Vaccine clinics continue in Warren County as nearly 16% of residents have been fully vaccinated. Weekly clinics with the Warren County Health Department happen on Wednesdays for first doses and second dose clinics typically being held on Fridays. Administrator Jenna Link explains what to expect at the clinics held at the First Christian Church:
“Step one you come in the door and check in. If you are able we send out an email with a consent form ahead of time. It’s great if you have the opportunity to print that off, fill it out, bring it with you; it just speeds up the process quite a bit at the clinic. If you don’t, we have blank forms available. You check in at the counter, we verify with your ID, go through the consent form with you. Once that is all finished we bring you in the doorway of the sanctuary, we have a greeter, one of our volunteers that tracks and as soon as a nurse is available, they direct you to whichever nurse is open, you get your shot, drop your paperwork off at the computer station, and then we do a 15 minute observation to make sure that you are not having any immediate reaction the vaccine.”
To schedule an appointment for next week’s clinic to be held on Wednesday, March 31st call the Warren County Health Department beginning Monday morning at 8 a.m. at 309-734-0823.
Congresswoman Cheri Bustos made a stop in Monmouth on Wednesday, March 24th to visit the community vaccination clinic at the First Christian Church. Bustos’s stop comes after President Biden signed into law the American Rescue Plan, which includes $20 billion to support the national vaccine campaign and speed up vaccine distribution. The City of Monmouth is to receive $1.1 million states Congresswoman Bustos:
“In Warren County there will be a total of just short of $5 million that will be coming to the county and the towns within Warren County. Warren County specifically it is $3.27 million. To Monmouth it is $1.1 million. The parameters around that are that the money has to be COVID related. If you look at lost tax revenue because people weren’t shopping the way they typically had, people weren’t filling up their vehicle like they typically would so the motor fuel tax went down, all of that went down; the revenue going into towns and to counties, so it is to be used for that.

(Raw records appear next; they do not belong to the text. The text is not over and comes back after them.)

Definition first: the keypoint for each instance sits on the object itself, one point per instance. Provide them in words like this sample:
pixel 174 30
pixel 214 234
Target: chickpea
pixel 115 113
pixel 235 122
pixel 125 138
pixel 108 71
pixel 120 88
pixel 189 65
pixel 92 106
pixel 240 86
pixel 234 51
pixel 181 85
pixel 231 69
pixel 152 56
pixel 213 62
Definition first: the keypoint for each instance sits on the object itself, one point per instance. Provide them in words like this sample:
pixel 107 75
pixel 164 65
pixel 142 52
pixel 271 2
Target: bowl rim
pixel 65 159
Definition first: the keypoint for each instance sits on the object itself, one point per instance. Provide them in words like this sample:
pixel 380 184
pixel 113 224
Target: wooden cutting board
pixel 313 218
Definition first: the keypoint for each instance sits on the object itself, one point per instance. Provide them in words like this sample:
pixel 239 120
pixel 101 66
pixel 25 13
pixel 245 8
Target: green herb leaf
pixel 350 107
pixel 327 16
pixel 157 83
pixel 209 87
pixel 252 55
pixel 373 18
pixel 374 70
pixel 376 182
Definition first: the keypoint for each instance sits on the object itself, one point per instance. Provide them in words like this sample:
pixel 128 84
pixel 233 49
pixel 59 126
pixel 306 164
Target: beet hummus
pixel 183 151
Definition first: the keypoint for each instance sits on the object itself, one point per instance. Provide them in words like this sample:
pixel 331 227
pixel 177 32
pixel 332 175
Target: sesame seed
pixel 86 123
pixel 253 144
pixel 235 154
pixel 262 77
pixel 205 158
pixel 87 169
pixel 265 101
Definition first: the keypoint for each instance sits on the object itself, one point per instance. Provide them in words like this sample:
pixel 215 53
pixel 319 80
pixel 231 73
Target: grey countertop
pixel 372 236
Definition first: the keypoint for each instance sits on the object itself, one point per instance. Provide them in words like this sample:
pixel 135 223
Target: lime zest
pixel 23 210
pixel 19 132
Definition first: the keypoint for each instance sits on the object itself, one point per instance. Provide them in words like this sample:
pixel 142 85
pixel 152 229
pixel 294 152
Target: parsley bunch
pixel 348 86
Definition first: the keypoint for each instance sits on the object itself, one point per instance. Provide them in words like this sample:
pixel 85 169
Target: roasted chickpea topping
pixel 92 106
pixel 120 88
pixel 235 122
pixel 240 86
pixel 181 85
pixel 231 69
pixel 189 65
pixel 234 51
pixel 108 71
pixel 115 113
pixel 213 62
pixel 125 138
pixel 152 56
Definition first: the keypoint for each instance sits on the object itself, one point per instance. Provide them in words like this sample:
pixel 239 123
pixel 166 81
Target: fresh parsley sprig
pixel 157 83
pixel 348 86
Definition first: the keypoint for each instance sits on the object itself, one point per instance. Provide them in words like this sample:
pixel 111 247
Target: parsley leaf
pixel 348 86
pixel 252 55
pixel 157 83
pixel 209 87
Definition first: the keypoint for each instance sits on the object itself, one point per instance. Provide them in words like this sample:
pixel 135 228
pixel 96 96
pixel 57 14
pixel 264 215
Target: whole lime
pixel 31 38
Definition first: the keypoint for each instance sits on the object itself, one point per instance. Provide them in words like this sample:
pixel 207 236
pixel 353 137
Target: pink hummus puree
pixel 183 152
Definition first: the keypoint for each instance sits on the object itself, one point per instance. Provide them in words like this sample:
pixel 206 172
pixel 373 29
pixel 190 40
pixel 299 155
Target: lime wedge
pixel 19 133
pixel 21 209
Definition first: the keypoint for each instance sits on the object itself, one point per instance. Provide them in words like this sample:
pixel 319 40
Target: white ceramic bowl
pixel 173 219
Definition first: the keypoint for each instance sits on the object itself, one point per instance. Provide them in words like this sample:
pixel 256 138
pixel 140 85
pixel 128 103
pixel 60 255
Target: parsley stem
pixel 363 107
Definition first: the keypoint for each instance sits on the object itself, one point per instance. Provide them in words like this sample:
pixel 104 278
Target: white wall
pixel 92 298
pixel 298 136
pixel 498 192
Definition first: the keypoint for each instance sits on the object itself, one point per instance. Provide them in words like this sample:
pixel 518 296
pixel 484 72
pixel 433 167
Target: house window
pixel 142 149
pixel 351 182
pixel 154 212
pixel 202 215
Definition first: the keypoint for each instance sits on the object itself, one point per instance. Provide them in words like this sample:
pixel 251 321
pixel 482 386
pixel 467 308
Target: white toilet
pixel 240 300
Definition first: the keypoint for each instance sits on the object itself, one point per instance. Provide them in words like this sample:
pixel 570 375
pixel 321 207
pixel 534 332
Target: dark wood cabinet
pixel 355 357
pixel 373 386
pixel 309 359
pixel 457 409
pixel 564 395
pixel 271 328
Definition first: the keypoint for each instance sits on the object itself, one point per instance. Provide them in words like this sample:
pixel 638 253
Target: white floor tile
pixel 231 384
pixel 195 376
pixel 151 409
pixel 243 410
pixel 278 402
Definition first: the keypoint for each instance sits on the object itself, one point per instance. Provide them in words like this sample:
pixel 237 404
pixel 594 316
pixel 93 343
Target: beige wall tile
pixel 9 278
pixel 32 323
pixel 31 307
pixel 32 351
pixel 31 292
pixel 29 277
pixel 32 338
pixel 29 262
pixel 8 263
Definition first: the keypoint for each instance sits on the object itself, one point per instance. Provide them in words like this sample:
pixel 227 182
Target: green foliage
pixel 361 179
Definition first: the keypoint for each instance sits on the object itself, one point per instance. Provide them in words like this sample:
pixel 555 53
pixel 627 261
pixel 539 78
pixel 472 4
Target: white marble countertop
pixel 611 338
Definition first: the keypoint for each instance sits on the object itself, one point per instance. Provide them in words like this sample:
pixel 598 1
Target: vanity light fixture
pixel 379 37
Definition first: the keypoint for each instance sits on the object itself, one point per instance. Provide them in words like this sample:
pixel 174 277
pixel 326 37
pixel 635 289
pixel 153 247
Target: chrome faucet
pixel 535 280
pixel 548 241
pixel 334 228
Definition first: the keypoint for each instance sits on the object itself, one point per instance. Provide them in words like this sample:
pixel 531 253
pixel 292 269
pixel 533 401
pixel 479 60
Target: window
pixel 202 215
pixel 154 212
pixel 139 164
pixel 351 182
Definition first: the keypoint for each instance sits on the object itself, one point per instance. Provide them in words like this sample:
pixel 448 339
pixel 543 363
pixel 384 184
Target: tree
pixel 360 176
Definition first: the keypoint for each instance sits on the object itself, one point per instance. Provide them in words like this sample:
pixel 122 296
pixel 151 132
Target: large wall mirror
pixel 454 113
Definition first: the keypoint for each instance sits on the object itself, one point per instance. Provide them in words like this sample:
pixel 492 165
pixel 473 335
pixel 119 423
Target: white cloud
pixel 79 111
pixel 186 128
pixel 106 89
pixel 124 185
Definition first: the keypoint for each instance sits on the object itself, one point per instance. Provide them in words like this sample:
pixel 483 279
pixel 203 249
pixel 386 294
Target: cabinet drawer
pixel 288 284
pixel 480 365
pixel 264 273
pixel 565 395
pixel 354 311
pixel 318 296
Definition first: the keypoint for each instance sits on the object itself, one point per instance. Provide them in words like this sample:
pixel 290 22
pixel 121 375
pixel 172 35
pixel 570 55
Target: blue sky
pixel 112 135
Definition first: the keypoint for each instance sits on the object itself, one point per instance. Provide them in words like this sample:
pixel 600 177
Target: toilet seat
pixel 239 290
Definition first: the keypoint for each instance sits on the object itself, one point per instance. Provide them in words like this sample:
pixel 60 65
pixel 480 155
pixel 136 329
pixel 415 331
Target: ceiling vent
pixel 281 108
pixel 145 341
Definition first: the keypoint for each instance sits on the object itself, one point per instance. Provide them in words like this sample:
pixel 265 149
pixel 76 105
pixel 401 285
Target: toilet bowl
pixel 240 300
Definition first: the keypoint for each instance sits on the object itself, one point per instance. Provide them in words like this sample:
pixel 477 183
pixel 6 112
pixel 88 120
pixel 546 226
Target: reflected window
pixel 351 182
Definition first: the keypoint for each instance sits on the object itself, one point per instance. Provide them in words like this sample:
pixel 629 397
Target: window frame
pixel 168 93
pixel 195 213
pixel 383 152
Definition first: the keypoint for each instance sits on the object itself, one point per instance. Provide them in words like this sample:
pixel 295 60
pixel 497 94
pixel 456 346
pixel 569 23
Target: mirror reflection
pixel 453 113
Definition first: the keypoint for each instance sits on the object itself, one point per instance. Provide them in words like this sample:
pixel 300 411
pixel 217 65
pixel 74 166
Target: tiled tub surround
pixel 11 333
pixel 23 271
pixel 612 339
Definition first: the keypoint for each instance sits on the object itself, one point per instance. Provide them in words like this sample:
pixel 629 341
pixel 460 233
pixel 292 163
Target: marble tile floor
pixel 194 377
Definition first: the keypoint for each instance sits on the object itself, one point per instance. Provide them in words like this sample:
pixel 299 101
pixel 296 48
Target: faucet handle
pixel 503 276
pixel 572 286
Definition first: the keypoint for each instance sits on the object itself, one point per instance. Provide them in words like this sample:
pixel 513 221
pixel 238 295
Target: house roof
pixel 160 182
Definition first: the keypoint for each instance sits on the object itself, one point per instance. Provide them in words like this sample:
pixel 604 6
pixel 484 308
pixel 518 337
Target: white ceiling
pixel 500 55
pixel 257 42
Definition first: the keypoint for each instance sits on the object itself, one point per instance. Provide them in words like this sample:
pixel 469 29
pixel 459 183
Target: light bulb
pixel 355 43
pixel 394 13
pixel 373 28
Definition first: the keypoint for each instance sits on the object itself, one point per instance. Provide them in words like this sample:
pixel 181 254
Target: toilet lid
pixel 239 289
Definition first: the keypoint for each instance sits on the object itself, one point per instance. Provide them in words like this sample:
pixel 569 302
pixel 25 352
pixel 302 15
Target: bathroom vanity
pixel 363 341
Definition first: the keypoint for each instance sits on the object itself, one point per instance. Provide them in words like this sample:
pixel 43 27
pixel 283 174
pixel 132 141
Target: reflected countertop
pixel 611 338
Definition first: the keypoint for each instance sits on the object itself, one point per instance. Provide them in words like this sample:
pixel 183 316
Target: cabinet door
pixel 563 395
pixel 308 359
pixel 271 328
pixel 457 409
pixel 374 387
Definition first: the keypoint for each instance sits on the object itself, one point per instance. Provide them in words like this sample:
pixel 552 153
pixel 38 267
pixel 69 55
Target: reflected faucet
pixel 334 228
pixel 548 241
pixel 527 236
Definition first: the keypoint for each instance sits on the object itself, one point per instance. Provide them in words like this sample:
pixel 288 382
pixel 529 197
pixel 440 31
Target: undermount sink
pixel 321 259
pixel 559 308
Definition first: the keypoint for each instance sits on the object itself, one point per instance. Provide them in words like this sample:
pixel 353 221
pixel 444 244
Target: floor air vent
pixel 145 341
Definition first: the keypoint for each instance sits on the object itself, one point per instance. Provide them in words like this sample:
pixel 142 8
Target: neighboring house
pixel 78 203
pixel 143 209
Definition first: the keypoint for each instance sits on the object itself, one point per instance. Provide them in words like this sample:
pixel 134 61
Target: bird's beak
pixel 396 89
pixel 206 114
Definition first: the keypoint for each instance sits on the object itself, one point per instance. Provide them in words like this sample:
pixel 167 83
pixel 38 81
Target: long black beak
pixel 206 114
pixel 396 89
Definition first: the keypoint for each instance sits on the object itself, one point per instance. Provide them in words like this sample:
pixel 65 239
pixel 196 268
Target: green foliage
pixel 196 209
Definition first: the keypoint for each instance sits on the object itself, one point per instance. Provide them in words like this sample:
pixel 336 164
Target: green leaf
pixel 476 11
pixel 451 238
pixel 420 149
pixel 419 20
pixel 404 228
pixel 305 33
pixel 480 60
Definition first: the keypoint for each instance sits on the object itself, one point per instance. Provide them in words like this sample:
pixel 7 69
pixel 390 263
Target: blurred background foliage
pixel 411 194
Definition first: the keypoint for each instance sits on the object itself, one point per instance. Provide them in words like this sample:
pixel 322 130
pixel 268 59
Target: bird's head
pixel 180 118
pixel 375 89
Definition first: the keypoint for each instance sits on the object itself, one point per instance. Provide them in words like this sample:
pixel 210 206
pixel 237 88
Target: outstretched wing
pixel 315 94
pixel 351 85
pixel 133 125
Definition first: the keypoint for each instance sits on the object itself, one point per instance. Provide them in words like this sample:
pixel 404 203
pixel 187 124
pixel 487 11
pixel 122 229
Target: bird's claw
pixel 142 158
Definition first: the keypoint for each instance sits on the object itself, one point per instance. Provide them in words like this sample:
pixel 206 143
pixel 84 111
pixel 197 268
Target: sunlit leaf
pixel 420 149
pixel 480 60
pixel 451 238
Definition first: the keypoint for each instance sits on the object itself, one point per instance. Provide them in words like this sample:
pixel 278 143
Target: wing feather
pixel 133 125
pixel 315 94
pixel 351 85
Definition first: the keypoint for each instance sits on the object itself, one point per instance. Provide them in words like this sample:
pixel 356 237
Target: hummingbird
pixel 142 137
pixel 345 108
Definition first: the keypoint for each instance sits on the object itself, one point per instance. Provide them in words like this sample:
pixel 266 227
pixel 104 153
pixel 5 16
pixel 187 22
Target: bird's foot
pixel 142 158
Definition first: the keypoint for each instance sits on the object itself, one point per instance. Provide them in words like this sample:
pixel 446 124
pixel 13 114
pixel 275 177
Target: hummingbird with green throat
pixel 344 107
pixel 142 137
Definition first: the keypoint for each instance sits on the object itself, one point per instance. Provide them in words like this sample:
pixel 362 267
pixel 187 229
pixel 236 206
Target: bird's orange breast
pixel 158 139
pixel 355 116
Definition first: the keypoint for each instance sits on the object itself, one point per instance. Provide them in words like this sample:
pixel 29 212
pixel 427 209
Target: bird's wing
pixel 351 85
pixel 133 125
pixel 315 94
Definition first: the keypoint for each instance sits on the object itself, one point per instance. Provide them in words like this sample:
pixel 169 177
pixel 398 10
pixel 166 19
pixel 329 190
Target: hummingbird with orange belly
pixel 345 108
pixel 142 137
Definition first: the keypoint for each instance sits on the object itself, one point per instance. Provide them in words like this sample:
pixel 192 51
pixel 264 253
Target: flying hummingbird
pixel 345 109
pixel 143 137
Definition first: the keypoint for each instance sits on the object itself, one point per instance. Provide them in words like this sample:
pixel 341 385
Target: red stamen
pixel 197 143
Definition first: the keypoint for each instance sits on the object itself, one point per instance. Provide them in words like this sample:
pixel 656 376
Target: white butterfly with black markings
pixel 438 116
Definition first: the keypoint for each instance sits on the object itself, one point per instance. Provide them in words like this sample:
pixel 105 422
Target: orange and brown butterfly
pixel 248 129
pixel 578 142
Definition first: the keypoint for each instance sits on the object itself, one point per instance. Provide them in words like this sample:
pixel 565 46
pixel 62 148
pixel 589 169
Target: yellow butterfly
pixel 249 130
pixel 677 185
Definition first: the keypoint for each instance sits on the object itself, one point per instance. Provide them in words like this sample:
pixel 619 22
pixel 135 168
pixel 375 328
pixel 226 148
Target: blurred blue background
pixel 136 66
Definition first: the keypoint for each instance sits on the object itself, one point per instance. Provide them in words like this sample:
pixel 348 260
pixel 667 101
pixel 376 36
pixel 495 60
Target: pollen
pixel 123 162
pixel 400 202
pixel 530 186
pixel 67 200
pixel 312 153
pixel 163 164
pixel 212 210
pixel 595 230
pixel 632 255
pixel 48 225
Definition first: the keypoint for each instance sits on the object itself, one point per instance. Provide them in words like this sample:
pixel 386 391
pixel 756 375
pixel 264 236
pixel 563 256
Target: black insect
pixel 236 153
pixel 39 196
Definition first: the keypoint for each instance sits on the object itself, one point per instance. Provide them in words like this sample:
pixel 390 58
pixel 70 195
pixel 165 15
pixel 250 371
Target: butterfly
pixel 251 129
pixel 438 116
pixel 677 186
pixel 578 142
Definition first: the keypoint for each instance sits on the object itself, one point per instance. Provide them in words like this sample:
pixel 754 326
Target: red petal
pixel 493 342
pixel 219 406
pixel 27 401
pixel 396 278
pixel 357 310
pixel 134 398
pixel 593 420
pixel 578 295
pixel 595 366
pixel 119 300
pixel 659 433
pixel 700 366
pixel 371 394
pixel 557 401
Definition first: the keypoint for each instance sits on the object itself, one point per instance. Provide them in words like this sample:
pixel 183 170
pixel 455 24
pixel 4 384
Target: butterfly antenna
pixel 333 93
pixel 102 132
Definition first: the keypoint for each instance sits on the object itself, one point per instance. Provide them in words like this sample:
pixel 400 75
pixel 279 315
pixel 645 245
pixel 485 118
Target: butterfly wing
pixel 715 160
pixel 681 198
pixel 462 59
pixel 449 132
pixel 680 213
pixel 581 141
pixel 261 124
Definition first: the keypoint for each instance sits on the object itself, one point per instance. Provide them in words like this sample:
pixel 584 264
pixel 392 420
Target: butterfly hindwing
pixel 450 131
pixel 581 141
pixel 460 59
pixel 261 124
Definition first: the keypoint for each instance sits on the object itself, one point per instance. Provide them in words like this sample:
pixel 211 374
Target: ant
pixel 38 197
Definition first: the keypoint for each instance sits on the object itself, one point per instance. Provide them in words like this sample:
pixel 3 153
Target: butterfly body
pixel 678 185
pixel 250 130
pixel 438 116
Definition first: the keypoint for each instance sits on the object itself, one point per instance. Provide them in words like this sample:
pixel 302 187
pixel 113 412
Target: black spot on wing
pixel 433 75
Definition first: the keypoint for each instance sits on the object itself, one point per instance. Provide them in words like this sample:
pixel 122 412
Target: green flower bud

It is to be used for things like the public health departments, who have been working basically like a 24/7 shift for the last year to make sure that as we get out of this pandemic, where there is going to be all new sorts of needs, whether it’s’ mental health needs. Again, we don’t know how all of that is going to shape up. TO make sure that our public health departments are taken care of, but the money is designed to help communities get back on their feet again.”